In Summary

This article originally featured in Swinburne’s Venture magazine

Multitasking is an asset to crafting a career in science, research psychologist Professor Susan Rossell says. Successful multitasking offers researchers the capacity to pursue “long-shot” projects while simultaneously following more mainstream paths of inquiry.

“I don’t think there’s any question that women are better multitaskers than men, so we can have slightly off -beat, innovative ideas,” Professor Rossell, the Director of Swinburne’s Centre for Mental Health, says. “I know many incredibly creative men in science, but I think women are a little more creative.

She adds, though, that a mix of male and female researchers enhances cohesion in the laboratory.

“Males can get very competitive with each other. Women who stay in the lab are competitive, too, but I think we are a lot more collegial.”

Professor Rossell is a neuropsychologist whose work mapping the brains of subjects with schizophrenia has her exploring what she calls “one of the great enigmas”. Through neuroimaging she has established that the voices often experienced by sufferers of schizophrenia generate the same brain activity as external sounds: in other words, they are not the imagined experience they were once thought to be.

As well as investigating genetic links to mental illness, Professor Rossell is pursuing a promising lead that suggests certain types of memory loss might be the “biomarker” that could predict the onset of schizophrenia.

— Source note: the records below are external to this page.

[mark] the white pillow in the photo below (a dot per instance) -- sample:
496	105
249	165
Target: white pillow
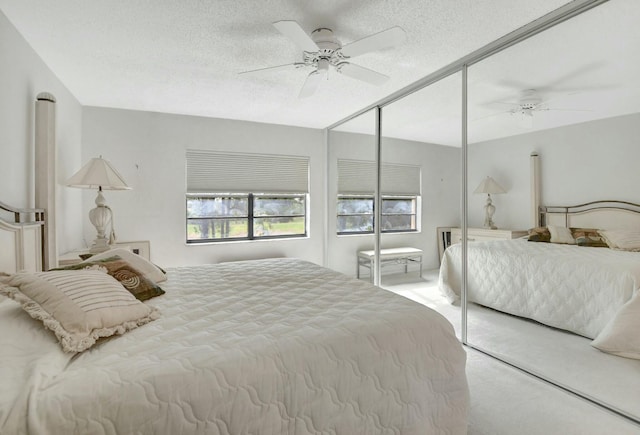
621	336
147	268
79	306
561	235
626	240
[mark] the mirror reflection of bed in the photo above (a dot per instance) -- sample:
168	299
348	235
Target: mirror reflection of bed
584	122
561	302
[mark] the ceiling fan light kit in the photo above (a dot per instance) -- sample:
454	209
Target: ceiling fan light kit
322	50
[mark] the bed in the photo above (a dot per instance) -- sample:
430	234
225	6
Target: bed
577	282
273	346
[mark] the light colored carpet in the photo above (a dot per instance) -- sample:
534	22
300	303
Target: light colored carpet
505	400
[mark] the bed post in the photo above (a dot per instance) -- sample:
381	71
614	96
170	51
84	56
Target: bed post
535	189
45	174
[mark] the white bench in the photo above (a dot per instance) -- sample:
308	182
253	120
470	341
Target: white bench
403	256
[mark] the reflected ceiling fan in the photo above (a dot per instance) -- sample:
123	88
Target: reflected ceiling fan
322	50
527	105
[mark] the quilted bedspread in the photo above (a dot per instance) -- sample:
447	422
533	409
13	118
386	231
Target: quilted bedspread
277	346
575	288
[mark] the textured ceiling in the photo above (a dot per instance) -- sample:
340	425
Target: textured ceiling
184	56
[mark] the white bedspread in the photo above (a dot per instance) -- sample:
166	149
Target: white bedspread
276	346
579	289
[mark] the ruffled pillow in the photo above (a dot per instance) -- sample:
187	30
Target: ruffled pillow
79	306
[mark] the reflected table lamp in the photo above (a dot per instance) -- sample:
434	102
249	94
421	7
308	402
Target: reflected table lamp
98	173
489	186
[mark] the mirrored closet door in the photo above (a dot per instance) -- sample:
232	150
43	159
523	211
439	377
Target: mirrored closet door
570	95
421	189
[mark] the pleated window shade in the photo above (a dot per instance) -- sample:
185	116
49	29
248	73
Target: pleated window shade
358	177
223	172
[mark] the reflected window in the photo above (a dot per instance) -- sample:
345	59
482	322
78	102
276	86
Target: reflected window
355	214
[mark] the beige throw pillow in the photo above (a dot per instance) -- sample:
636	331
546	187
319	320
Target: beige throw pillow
147	268
78	306
561	235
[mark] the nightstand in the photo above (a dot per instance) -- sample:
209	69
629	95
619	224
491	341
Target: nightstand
485	234
141	248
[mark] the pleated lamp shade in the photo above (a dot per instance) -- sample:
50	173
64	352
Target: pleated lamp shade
489	185
98	173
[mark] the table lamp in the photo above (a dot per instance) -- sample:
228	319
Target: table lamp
489	186
98	173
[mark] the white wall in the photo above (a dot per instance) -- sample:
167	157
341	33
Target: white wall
23	75
584	162
148	149
440	196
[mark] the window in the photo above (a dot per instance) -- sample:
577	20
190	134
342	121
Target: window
223	217
214	214
356	214
400	193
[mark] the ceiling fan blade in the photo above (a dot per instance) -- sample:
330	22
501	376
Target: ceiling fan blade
361	73
385	39
293	31
274	68
491	115
311	84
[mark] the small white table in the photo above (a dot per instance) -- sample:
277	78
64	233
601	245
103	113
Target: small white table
403	256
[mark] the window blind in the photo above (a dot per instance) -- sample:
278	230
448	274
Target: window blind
358	177
224	172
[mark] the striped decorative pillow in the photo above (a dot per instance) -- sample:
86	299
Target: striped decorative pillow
78	306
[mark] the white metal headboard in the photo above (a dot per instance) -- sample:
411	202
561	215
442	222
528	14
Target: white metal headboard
604	215
21	239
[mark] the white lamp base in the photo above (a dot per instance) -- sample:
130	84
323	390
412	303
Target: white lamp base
100	218
489	210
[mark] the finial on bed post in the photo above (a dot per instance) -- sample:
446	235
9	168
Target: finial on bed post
45	173
535	189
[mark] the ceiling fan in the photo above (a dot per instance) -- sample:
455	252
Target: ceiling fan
527	105
322	50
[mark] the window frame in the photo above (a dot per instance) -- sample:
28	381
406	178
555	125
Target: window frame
249	217
415	215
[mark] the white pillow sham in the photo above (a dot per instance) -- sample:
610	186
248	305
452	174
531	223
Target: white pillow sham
147	268
626	240
621	336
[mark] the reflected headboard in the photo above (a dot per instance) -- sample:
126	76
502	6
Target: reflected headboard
21	239
604	215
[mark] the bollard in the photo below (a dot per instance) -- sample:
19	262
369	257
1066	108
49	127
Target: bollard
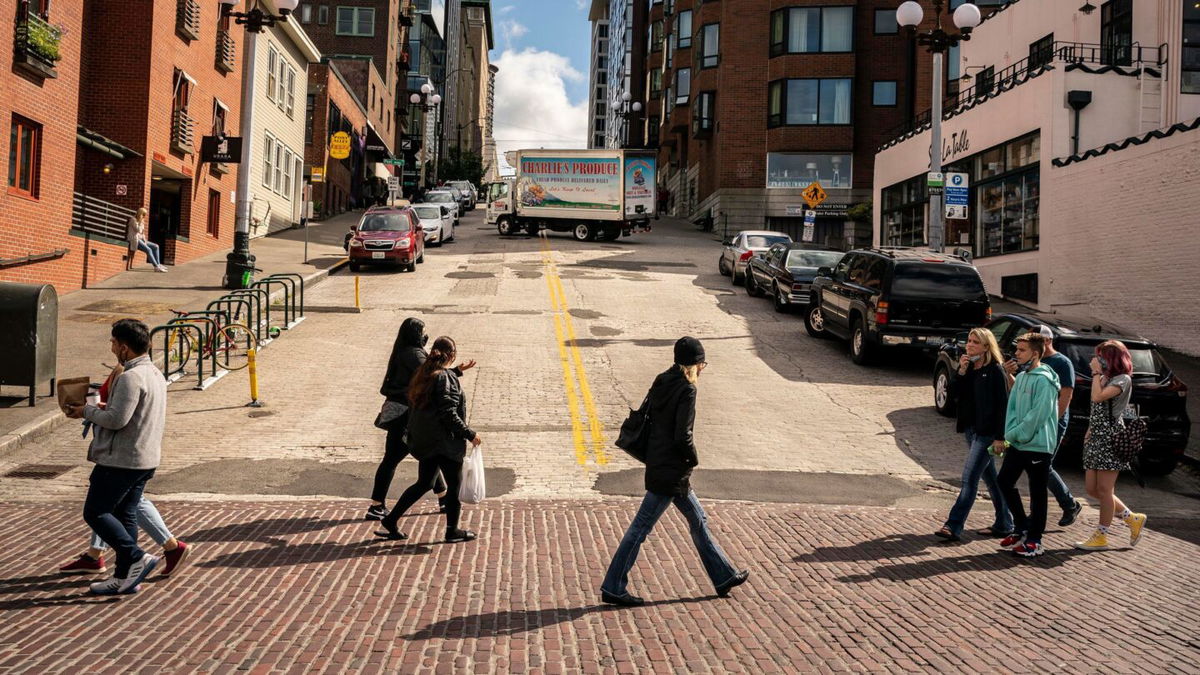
253	381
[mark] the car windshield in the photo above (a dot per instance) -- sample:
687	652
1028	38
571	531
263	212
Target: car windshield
802	258
1145	359
766	240
937	280
384	222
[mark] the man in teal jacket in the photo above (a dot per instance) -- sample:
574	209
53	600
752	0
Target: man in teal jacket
1031	434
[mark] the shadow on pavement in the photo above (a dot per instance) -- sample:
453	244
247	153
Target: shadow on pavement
511	622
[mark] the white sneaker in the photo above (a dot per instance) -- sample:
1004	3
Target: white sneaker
138	572
109	586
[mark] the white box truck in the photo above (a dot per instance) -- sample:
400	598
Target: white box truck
595	195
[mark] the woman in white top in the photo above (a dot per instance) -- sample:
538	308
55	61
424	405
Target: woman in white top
136	233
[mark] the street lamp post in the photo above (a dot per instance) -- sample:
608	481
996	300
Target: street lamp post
939	41
240	261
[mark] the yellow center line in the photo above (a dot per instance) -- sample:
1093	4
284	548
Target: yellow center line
563	318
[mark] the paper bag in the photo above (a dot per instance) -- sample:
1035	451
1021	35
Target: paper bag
72	392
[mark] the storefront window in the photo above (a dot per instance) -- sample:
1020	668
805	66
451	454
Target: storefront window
795	169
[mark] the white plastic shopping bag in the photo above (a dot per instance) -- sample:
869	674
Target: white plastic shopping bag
473	487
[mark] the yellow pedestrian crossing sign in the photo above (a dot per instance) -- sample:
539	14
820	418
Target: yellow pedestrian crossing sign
814	195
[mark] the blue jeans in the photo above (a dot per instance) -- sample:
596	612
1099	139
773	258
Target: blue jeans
979	465
149	520
718	567
151	251
111	509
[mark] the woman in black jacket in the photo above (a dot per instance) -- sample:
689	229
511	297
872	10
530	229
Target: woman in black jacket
982	390
437	437
670	458
407	354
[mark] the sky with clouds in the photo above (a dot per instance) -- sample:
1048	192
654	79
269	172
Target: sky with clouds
543	51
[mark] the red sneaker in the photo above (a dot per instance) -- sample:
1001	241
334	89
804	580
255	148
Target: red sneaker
173	559
84	565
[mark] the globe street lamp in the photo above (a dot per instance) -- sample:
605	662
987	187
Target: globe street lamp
240	261
939	41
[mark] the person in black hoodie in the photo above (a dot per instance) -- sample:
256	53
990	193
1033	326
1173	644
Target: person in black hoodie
670	458
437	437
982	389
407	356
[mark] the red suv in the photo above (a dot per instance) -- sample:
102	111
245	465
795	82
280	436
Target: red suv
389	234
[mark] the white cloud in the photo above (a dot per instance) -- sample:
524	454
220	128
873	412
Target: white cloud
532	106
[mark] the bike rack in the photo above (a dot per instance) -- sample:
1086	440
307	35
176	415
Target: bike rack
166	351
297	285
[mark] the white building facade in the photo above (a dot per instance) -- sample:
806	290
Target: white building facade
1079	136
281	90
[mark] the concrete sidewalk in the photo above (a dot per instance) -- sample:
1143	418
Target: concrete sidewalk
84	316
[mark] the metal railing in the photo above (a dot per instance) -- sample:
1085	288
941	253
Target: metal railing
100	217
227	51
957	101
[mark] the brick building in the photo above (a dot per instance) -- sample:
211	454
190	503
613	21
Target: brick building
1049	217
39	142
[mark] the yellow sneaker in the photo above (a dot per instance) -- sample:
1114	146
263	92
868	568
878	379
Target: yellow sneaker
1135	521
1098	542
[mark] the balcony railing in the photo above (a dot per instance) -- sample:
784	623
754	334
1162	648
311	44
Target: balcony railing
183	132
100	217
187	18
36	42
1069	53
227	51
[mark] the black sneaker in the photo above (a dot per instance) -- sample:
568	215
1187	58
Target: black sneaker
1068	517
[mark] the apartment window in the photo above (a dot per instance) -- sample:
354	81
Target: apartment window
273	64
268	160
1042	52
886	22
805	30
883	93
683	87
214	221
703	114
809	102
798	169
1116	33
24	156
708	54
1189	67
355	21
683	29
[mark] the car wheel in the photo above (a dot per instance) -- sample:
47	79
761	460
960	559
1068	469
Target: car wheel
861	348
814	320
942	393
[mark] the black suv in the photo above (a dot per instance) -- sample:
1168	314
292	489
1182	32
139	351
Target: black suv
1158	395
895	297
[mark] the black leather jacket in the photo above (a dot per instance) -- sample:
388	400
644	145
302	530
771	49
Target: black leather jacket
439	426
671	454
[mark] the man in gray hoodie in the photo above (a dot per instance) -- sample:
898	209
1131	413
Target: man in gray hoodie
126	449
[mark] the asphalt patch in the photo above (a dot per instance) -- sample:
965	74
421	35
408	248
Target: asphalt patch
299	477
783	487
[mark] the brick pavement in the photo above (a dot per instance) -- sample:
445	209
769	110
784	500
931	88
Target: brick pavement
304	587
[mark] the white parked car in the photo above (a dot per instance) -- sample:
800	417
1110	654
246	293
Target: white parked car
437	222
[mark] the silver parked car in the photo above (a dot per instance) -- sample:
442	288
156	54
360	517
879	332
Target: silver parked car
738	250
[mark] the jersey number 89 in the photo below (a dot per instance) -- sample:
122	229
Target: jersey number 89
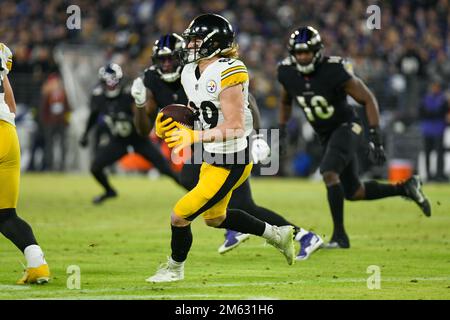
318	108
209	112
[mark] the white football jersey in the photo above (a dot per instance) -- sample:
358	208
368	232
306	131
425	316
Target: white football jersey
203	95
5	67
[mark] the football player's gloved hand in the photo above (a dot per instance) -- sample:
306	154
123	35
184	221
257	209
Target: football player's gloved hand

This work is now possible with Swinburne’s imaging equipment, which includes a magnetic resonance-imaging scanner and a magnetoencephalography (MEG) unit, one of only two in Australia. The MRI offers a clear picture of the brain’s anatomy and its responses to stimuli, albeit with a time lag, while the MEG shows the brain’s electrical activity in real time.

Used in conjunction, they offer an accurate picture of the brain’s anatomy complemented by the overlay of its activity.

“That was the first 10 years of my research profile: ways of understanding the brain in action. Now we are using it more to assist us with developing our interventions for different treatment protocols,” Professor Rossell says.

She says her career has shown her that the measures of success in science — such as the frequency of publications and attendances at conferences — sometimes work against women, whose progression might be interrupted by starting a family. After that, resuming a career in research is problematic.

“I advise all my students to double train as clinicians, so that when it gets really hard as a researcher you have a back-up plan,” she says. “I advise my male students to do the same thing, but I really do emphasise it with my female students.”